A maioria dos selecionados, contudo, jogou em ligas de menor expressão, como a MiLB (Minor League Baseball), nos Estados Unidos, e a SILP (Shikoku Island League Plus), no Japão.
“Todos os atletas brilharam no Pan. Conseguimos juntar jogadores veteranos com novatos e a mescla deu certo”, diz Jorge Otsuka, presidente da CBBS. “O Brasil já assegurou a medalha de prata, mas vamos em busca da medalha dourada”, acrescenta o dirigente.
A briga do Brasil pelo ouro inédito será no sábado (28), às 15h, contra a Colômbia. Antes do início do torneio, a seleção brasileira não estava entre as favoritas. Mas, desde o primeiro jogo, deu sinais de que poderia ser uma das grandes surpresas. Na estreia contra a seleção venezuelana -onde o esporte é uma paixão nacional-, sexta colocada no ranking mundial, o Brasil, 24ª, venceu por 3 a 1.
A equipe voltou a surpreender ao engatar três vitórias em sequência contra seleções também com mais tradição no esporte. Ficaram pelo caminho Colômbia (8 a 7), Cuba (4 a 2) e Panamá (5 a 3). As três estão acima do Brasil no ranking (15ª, 8ª e 12ª, respectivamente), mas não levaram força máxima, sem a presença de jogadores que atuam na MLB.

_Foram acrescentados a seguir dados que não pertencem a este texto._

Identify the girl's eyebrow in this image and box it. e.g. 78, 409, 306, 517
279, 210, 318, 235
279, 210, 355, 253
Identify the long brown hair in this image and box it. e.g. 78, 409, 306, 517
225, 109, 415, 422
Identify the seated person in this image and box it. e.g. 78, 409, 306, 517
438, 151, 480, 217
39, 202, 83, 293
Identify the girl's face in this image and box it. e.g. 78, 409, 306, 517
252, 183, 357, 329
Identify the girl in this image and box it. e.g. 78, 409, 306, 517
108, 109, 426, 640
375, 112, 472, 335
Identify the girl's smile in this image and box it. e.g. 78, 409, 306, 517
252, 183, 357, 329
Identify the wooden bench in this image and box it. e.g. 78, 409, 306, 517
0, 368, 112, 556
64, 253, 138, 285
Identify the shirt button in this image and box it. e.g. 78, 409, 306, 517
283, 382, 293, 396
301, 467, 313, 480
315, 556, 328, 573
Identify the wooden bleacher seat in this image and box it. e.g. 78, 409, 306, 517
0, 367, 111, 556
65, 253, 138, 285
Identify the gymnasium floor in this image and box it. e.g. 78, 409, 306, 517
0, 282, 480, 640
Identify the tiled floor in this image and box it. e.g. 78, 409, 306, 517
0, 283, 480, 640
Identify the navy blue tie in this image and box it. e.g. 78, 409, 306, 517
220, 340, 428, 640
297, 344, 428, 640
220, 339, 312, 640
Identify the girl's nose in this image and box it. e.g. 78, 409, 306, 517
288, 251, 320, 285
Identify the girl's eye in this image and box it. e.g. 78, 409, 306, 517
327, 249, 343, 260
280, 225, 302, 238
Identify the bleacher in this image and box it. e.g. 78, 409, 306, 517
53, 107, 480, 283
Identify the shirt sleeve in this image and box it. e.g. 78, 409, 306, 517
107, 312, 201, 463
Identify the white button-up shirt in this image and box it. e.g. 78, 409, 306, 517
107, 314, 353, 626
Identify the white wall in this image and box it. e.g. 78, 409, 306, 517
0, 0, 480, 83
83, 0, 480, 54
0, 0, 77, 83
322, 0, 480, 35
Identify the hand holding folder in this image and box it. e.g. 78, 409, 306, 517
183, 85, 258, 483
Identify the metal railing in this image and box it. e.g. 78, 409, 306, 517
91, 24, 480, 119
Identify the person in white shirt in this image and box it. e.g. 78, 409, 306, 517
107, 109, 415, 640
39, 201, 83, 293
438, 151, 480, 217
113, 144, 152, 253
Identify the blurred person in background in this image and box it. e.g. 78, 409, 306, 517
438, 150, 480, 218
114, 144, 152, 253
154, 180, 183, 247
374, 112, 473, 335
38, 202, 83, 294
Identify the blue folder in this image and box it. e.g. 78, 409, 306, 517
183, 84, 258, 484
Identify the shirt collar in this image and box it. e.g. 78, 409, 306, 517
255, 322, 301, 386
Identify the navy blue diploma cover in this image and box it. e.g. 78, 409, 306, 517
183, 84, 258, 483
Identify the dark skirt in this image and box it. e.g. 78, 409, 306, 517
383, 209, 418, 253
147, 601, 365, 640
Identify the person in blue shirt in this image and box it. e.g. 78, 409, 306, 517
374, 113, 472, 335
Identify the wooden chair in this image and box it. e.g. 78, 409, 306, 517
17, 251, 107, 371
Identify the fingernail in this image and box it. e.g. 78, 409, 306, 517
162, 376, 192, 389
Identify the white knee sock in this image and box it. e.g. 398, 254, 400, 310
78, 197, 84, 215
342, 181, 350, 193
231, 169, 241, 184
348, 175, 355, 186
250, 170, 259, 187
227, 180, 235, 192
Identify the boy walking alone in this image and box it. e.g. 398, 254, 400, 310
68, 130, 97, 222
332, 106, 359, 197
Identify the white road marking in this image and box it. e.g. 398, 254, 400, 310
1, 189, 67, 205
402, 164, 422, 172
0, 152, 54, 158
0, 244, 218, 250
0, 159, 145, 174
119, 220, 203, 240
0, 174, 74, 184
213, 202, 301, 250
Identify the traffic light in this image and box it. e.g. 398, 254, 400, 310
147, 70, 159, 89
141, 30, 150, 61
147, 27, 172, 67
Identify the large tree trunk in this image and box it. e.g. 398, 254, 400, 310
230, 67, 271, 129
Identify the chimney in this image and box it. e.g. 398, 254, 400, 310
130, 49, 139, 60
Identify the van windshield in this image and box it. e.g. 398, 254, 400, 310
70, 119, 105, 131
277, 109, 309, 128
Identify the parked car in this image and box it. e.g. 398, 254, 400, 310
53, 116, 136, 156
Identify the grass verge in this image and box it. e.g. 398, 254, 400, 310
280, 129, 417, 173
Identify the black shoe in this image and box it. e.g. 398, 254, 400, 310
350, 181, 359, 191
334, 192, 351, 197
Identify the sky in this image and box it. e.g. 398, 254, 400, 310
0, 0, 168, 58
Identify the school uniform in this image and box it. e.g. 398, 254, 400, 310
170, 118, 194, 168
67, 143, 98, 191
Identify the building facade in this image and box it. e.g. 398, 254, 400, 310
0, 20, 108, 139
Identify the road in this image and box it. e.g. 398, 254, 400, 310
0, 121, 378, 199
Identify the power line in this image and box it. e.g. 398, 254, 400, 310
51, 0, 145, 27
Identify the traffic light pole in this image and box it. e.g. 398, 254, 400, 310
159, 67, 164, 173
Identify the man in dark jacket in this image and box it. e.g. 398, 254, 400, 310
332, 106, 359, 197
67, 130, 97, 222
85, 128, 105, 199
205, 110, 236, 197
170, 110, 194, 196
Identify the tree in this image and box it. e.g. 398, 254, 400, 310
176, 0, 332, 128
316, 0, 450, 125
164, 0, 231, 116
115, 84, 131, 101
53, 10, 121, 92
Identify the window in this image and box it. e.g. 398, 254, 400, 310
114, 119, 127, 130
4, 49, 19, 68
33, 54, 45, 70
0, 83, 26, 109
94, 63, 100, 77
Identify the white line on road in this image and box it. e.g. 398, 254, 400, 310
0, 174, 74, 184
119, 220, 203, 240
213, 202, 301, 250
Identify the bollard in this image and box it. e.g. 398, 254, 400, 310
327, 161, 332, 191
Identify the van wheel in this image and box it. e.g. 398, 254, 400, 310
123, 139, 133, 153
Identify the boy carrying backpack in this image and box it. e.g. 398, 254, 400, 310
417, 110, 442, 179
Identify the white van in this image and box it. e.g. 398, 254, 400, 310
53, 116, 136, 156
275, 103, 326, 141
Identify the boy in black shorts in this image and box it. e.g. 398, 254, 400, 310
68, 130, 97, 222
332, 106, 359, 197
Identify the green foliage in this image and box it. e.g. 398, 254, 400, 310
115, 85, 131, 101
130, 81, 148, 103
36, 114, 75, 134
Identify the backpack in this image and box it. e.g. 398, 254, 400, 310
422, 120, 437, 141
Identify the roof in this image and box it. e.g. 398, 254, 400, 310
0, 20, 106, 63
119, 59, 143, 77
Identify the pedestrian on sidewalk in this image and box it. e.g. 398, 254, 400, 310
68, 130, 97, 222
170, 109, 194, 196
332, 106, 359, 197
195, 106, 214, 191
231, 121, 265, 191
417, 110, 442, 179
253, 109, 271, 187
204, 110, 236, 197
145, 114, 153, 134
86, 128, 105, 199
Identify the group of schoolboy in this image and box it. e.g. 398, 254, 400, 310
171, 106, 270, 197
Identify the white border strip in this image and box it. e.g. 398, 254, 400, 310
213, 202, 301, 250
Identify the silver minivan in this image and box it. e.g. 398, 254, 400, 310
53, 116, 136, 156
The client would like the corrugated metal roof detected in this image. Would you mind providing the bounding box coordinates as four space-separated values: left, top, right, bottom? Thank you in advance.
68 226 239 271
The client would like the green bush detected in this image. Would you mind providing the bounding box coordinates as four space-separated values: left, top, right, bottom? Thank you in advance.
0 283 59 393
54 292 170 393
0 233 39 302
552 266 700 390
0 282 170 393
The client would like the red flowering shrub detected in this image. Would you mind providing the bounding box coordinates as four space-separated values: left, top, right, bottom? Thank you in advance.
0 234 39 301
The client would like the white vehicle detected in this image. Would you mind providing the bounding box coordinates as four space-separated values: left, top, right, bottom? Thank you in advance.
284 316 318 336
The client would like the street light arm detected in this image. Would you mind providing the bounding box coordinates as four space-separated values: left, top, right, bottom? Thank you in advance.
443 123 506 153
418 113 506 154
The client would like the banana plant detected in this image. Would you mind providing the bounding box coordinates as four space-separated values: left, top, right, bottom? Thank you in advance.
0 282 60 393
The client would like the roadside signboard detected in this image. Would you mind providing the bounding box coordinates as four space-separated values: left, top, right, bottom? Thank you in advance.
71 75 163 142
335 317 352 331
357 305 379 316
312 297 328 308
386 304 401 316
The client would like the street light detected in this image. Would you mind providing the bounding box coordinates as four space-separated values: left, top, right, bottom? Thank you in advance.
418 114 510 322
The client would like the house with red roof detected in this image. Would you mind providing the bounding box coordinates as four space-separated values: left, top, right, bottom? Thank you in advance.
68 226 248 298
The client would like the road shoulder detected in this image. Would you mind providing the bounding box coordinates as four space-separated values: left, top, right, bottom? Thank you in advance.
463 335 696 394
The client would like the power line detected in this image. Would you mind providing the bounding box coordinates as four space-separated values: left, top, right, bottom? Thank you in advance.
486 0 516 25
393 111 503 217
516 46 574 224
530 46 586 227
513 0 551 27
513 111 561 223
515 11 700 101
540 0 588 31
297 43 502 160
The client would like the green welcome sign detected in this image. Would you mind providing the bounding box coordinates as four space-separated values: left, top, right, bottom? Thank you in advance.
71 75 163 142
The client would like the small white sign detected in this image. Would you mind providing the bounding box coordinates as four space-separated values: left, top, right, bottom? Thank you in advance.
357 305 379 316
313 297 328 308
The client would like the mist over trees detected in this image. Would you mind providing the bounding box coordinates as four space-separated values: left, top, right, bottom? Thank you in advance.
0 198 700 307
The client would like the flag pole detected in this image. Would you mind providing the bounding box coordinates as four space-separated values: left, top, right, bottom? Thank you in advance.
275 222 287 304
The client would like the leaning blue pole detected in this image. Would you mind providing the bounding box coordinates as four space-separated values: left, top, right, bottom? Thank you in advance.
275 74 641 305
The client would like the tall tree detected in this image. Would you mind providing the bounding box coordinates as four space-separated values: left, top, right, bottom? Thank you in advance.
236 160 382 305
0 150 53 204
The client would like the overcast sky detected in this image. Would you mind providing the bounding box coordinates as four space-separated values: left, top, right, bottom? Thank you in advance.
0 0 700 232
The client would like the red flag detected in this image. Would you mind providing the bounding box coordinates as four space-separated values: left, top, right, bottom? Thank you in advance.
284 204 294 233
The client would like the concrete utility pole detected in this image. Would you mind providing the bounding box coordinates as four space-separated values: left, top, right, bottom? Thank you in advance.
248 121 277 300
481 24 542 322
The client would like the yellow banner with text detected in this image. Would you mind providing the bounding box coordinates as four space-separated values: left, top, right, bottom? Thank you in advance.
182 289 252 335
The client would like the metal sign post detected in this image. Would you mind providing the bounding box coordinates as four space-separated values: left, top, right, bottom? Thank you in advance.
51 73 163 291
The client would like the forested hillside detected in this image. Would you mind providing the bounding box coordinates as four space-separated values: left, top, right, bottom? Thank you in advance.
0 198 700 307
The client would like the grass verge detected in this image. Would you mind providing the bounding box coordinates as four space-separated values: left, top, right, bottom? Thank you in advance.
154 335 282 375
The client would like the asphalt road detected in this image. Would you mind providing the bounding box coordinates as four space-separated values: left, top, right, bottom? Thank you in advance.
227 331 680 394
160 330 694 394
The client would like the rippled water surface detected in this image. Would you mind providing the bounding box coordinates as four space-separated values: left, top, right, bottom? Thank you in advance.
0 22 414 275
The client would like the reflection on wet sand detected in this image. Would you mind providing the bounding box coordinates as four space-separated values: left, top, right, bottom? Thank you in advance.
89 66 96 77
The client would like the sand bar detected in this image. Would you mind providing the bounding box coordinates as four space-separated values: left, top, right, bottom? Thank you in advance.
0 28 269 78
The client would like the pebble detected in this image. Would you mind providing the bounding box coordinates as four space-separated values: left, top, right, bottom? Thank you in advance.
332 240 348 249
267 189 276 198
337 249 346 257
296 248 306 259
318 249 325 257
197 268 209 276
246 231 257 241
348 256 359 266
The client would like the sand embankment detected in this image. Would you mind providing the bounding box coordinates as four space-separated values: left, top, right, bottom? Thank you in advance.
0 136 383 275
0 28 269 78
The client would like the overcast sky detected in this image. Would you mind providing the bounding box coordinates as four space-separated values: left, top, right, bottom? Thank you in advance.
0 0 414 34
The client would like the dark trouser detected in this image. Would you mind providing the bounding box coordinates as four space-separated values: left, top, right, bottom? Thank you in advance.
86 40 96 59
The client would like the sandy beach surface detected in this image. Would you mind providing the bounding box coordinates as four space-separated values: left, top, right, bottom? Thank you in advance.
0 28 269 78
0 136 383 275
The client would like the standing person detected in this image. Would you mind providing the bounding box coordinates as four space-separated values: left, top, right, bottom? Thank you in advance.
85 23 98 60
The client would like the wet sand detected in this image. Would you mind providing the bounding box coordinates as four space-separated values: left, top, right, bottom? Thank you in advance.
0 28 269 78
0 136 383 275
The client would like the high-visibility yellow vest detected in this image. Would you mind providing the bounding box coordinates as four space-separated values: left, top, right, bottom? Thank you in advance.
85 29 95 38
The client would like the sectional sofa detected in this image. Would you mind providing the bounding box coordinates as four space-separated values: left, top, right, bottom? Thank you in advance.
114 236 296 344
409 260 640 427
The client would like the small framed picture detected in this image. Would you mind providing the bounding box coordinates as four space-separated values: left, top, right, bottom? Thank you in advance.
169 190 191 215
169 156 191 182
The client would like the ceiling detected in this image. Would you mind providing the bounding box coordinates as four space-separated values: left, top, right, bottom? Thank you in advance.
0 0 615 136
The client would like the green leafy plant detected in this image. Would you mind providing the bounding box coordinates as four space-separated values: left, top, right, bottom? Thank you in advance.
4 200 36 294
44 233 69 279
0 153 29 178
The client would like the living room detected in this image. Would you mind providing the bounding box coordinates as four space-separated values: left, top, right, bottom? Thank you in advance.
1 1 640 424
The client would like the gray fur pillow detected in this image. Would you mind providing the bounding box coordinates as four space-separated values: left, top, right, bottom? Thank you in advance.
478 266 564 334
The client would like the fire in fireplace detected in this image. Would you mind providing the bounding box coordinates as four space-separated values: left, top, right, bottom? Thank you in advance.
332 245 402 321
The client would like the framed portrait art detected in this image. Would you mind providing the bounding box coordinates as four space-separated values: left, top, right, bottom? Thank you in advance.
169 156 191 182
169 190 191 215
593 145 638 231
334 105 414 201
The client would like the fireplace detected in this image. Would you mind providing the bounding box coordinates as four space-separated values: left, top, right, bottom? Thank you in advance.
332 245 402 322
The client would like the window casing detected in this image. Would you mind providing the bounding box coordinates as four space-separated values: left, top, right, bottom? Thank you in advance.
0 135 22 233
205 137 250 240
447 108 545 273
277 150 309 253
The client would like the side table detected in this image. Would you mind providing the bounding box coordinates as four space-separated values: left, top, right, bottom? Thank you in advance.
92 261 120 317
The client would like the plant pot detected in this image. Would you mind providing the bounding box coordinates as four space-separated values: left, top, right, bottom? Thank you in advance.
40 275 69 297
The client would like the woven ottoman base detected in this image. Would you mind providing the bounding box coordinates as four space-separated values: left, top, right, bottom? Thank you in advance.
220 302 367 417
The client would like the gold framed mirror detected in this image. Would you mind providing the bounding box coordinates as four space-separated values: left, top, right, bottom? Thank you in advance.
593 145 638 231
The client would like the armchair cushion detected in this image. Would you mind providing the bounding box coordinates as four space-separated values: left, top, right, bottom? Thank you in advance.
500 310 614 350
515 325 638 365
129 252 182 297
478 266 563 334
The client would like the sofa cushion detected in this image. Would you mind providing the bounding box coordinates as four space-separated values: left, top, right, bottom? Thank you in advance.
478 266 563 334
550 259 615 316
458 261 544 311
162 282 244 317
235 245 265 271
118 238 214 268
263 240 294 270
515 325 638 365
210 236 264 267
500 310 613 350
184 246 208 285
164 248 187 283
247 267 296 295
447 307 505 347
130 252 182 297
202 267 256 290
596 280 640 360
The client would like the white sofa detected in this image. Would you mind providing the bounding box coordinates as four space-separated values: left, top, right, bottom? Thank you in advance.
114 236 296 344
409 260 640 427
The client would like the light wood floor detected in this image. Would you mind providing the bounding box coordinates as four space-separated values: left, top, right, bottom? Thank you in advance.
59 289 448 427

Nesta sexta-feira, o Brasil teve sua primeira derrota no Pan, de 5 a 1, para o México, em jogo protocolar que não colocava em risco a presença na final, com reservas que ainda não haviam jogado entrando no time.
O melhor resultado que a seleção brasileira já havia alcançado até então em Pan-Americanos foi uma quinta colocação, nas edições de São Paulo-1963 e de Santo Domingo-2003. A última participação do Brasil foi na edição do Rio, em 2007, quando terminou em sétimo. O Brasil também nunca participou das Olimpíadas na modalidade, que voltará ao evento esportivo em 2028.
Kobayashi afirma que o Brasil tem talentos e recurso humano para ser uma presença nos Jogos de Los Angeles. Para isso, contudo, é preciso superar barreiras como a popularidade do esporte no país e a falta de campos nas grandes cidades. “O Pan pode representar uma oportunidade para o desenvolvimento do esporte no país”, diz o historiador.